Even a simple system, like a card game dealt from a six-deck blackjack shoe, was fundamentally chaotic, likely to produce complex and unpredictable results. As a card counter, Lamar Woolsey hoped to impose a profitable order on the random flow of cards.
After thirty minutes of play, the composition of the six-deck shoe tipped slightly in Lamar’s favor: somewhat rich in aces and face cards, a bit low on fives and sixes, but still ruled by randomness. He couldn’t yet justify aggressive betting.
Then something strange happened. A series of Hail Mary draws gave Lamar a glimpse of the eerie nature of reality, of hidden and mysterious order.
The dealer showed a queen above his hole card. Lamar had a ten and a six, to which he drew a five, beating the dealer by a point.
In the next hand, he drew a three and a seven while the dealer showed a six. He doubled down, but drew only a deuce. The dealer revealed a sixteen count—and drew a six, busting.
Now the dealer had an ace up, and Lamar had a four and a three. He drew another four. Then a deuce. Another deuce. Then a six. His final twenty-one beat the dealer, who had a nine under his ace.
None of those three wins involved card counting, and even the most paranoid pit boss would see them as nothing but luck.
Not a believer in luck, Lamar read them instead as one of those curious patterns that expressed a hidden order under the randomness—under the chaos—of any game of chance. This phase of the pattern, which benefited him, was a wave that offered effortless surfing. Until it lost its benign character, he ought to ride it.

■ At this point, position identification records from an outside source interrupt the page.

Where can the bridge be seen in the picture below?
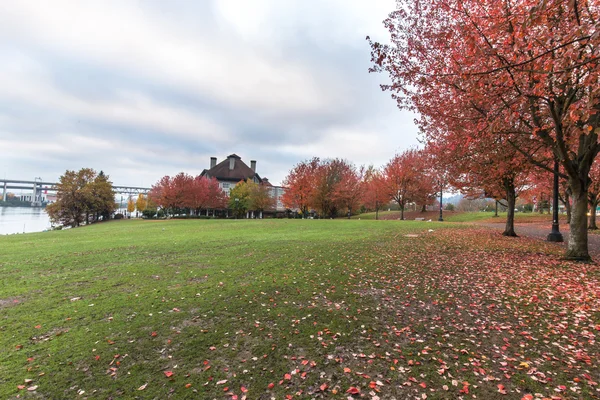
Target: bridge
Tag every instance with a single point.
(37, 186)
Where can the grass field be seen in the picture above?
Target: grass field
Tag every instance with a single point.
(457, 216)
(294, 309)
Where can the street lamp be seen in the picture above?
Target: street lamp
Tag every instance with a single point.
(441, 219)
(555, 235)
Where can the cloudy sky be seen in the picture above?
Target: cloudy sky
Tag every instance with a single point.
(142, 89)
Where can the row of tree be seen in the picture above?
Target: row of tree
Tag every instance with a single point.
(184, 193)
(334, 187)
(251, 197)
(502, 87)
(82, 196)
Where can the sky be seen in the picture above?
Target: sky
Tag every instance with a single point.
(143, 89)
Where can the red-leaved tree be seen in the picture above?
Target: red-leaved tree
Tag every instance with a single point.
(524, 70)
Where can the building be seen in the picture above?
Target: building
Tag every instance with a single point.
(233, 170)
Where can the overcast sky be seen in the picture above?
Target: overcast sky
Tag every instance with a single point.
(142, 89)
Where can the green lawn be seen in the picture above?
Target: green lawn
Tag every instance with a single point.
(296, 308)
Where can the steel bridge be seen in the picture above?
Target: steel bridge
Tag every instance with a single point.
(37, 186)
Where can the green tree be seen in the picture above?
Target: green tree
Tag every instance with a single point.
(141, 203)
(260, 198)
(239, 198)
(80, 195)
(130, 205)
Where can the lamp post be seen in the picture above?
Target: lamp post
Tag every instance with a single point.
(441, 219)
(555, 235)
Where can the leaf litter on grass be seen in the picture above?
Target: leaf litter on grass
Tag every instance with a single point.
(456, 314)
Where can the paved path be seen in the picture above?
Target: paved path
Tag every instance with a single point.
(541, 231)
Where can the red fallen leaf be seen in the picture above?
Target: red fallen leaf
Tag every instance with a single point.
(353, 390)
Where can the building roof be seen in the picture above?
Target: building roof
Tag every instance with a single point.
(239, 172)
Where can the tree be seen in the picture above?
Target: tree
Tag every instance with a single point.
(529, 69)
(299, 185)
(217, 198)
(594, 194)
(260, 198)
(239, 198)
(141, 203)
(102, 197)
(196, 194)
(374, 191)
(406, 180)
(79, 195)
(348, 192)
(130, 205)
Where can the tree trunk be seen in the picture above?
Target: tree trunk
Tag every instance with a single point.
(592, 224)
(511, 199)
(567, 204)
(578, 246)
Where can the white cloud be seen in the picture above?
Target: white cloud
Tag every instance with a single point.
(276, 81)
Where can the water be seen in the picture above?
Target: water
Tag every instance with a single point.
(23, 219)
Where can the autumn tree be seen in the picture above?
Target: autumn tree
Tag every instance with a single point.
(141, 203)
(217, 198)
(348, 192)
(529, 68)
(407, 180)
(594, 194)
(299, 185)
(130, 205)
(261, 199)
(79, 195)
(374, 193)
(239, 198)
(196, 196)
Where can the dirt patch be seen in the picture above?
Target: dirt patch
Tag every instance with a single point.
(10, 302)
(48, 335)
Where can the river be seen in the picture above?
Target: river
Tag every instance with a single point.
(23, 220)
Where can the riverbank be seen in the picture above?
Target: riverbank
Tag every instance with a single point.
(23, 220)
(294, 309)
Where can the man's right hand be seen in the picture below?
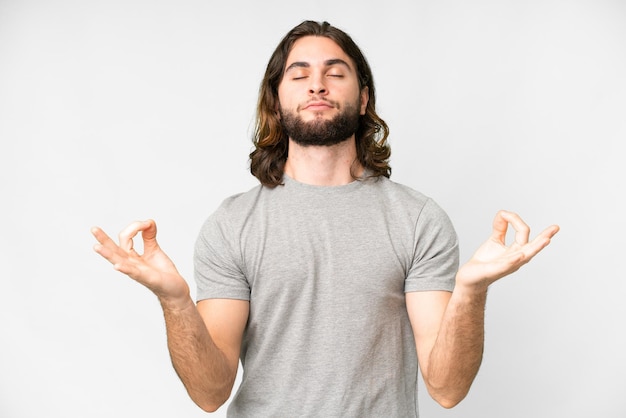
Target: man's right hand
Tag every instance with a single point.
(153, 268)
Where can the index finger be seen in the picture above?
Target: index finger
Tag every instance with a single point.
(500, 226)
(128, 233)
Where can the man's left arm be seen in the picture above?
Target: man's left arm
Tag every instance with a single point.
(449, 327)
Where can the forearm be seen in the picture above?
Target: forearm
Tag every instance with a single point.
(457, 353)
(200, 364)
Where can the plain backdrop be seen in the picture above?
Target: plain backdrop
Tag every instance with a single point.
(112, 111)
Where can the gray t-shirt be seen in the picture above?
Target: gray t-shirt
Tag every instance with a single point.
(325, 270)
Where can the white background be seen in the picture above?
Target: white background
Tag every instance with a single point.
(112, 111)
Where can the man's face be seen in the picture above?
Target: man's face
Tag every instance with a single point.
(319, 95)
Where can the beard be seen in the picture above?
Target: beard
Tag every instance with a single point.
(321, 132)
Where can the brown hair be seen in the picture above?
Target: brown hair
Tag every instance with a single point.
(267, 161)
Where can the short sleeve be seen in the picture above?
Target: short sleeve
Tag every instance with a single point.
(217, 261)
(436, 252)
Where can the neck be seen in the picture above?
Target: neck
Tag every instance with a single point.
(323, 165)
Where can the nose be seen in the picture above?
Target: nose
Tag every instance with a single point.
(317, 85)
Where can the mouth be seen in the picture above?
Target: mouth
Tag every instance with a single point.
(318, 105)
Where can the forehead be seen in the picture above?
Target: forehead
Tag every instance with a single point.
(316, 50)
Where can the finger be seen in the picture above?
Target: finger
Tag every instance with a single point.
(128, 233)
(106, 247)
(149, 236)
(500, 226)
(522, 231)
(540, 242)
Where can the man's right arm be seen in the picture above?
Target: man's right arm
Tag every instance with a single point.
(204, 343)
(204, 340)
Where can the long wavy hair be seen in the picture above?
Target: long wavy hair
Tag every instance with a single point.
(267, 160)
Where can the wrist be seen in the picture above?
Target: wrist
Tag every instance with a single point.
(176, 303)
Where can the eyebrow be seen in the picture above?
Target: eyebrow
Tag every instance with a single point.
(327, 63)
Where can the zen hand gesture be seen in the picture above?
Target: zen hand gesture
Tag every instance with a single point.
(494, 260)
(153, 268)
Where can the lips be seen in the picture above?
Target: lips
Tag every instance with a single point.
(318, 105)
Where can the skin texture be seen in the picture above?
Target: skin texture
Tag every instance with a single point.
(204, 340)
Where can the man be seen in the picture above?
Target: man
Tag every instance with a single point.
(328, 281)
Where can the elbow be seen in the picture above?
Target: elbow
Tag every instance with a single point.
(210, 403)
(208, 406)
(448, 402)
(449, 396)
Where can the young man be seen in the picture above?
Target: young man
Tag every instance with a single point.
(328, 281)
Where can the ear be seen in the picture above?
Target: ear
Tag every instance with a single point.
(365, 98)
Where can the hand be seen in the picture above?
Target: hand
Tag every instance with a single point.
(494, 260)
(153, 268)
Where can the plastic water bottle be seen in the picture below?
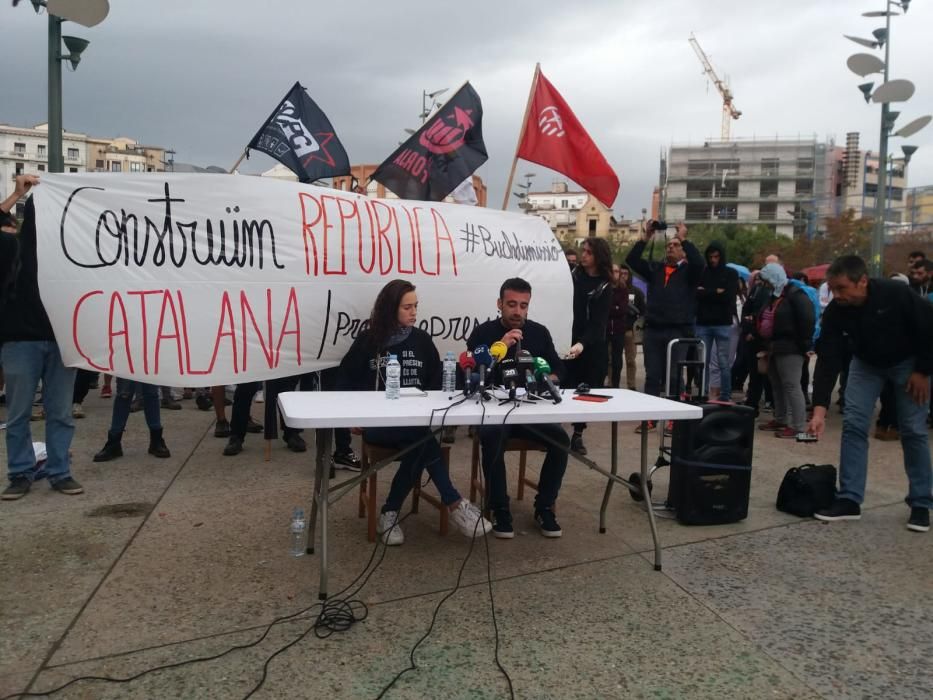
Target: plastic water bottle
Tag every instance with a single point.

He won nine more hands in a row, lost two, then won another eight with such unlikely combinations of cards that counting tens and aces could have had no effect on his fortunes.
Sometimes the power of hidden order can have, with its patterns, such an obvious presence in a system that its precise mechanisms seem within the theorist’s grasp—until chaos reappears. Even when Lamar played irrationally, splitting a pair of fours when the dealer showed a face card, he won. When the dealer showed an ace, Lamar doubled down on eight—and won.
After losing three hands in a row, he suspected that the patterns under the apparent chaos of the cards no longer favored him, and he asked to have his winnings converted into high-value chips to make them easier to carry. His thousand-dollar buy-in had grown to nineteen thousand.
At the cashier’s window, he converted two chips into folding money. After the two casinos, this left him ahead four hundred for the night. He intended to give away the other seventeen thousand in chips before leaving the building.
Exploring the house bottom to top with Grady, Merlin was as stealthy as an excited pony. They found no intruder.
Whatever had finished Grady’s dinner for him, whatever had taken the three baked chicken br**sts and the pan on the stove, left no sign that it had ventured farther than the kitchen.
Before returning to the ground floor, Grady turned off the lights room by room. In the darkness, he drew aside any draperies that were closed, raised any shades that were lowered.
On the ground floor again, he made sure that the views from all the windows were likewise unobstructed.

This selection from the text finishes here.